Die Verkehrshypothek kann sowohl als Brief- sowie als Buchhypothek bestellt werden.
    • Briefhypothek: Das BGB geht davon aus, dass die Briefhypothek der Regelfall ist (vgl. § 1116 I BGB). Bei der Briefhyphothek erhält der Gläubiger nach Eintragung der Hypothek in das Grundbuch einen Hypothekenbrief. Dieser erleichtert die Übertragung einer Hypothek, da diese so außerhalb des Grundbuchs stattfinden kann.
    • Buchhypothek: Merkmal der Buchhypothek ist, dass der gerade erklärte Erteilung eines Hypothekenbriefs ausgeschlossen wird nach § 1116 II BGB. Somit ist nur noch im Grundbuch ersichtlich, ob eine Hypothek vorliegt. Sie kann über die Vorschriften des § 873 BGB durch Einigung und Eintragung in das Grundbuch erworben werden. Allerdings ist eine gesteigerte Verkehrsfähigkeit, wie sie bei der Buchhypothek vorliegt, hier ausgeschlossen, da eine Änderung an der Hypothek jedes mal über das Grundbuch laufen muss.

  • Sicherungshypothek: Die Sicherungshypothek ist in § 1184 BGB nomiert, welche die strenge Akzessorietät der Hypothek an die Forderung unterstreicht. Demnach richtet sich das Recht des Gläubigers nur nach seiner Forderung gegen den Schuldner. Er kann sich (anders als bei der Verkehrshypothek) zum Beweis der Forderung auch nicht auch die Eintragung in das Grundbuch berufen, d.h. er muss den Bestand der Forderung beweisen und kann sich erst was den Nachweis über die Hypothek anbelangt auf den § 891 BGB berufen.
Auch bei der Sicherungshypothek kann die Hypothek gutgläubig erworben werden, solange die Forderung noch besteht. § 1185 I BGB stellt klar, dass im Fale einer Sicherungshypothek nur eine Buchhypothek und keine Briefhypothek bestellt werden kann. Absatz 2 stellt daneben klar, dass alle sonstigen Vorschriften, welche das Prinzip der Akzessorietät druchberechen würden, nicht anwendbar sind.

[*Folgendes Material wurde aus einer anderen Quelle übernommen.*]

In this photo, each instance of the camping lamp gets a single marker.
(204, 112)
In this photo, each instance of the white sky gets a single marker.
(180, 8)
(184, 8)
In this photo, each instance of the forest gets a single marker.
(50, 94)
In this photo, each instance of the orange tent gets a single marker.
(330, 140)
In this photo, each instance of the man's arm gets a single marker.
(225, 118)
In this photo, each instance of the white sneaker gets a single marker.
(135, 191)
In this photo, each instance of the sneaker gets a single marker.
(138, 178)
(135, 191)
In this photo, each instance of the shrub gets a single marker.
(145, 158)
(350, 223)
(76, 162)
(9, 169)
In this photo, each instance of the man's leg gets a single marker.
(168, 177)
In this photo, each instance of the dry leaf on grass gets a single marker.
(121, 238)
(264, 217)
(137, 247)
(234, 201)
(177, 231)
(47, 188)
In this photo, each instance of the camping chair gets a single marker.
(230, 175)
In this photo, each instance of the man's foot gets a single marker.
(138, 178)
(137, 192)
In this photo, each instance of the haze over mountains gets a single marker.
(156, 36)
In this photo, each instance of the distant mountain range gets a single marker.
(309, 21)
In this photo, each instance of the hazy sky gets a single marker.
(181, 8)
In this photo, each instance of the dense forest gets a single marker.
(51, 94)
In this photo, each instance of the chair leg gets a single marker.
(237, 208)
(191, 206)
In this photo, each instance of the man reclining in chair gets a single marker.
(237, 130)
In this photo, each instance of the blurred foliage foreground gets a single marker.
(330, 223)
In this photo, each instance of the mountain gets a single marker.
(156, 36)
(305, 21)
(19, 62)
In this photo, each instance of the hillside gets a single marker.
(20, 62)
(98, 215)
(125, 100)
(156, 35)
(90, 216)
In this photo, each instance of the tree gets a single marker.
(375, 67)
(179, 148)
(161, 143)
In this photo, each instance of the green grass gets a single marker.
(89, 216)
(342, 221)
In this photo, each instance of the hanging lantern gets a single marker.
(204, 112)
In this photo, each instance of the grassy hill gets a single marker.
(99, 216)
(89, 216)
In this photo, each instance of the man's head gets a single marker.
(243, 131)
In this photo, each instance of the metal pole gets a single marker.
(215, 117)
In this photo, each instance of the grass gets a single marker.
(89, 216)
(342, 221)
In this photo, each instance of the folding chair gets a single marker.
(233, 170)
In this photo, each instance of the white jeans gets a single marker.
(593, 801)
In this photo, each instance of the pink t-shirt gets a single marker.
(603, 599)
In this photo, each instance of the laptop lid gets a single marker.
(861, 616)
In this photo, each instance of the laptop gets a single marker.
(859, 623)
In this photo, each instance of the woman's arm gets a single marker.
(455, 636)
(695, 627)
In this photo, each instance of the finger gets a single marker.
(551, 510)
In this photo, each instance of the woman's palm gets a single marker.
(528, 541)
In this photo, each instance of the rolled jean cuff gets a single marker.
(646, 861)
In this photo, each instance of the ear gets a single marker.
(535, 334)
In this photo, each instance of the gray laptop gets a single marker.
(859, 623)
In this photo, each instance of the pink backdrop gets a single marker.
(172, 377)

Zudem lässt sich noch zwischen der Fremd- und der Eigentümerhypothek. Eine Fremdhypothek liegt dann vor, wenn ein Grundstückseigentümer für einen Dritten, welcher der Schulner einer Forderung des Gläubigern ist, eine Hypothek bestellt. Eine Eigentümberhypothe liegt dann vor, wenn eine Hypothek bestellt wurde, obwohl noch keine Forderung entstanden ist oder wenn die bestandenen Forderungen erlischen, siehe § 1163 I BGB. In beiden Fällen liegt der Hypothek keine Forderung (mehr) zu Grunde. Die Hypothek ist deshalb allerdings nicht unwirksam, sondern steht dem Eigentümer zu. Nach den Vorschriften des § 1177 BGB kann sie sich zu einer Eigentümergrundschuld umwandeln.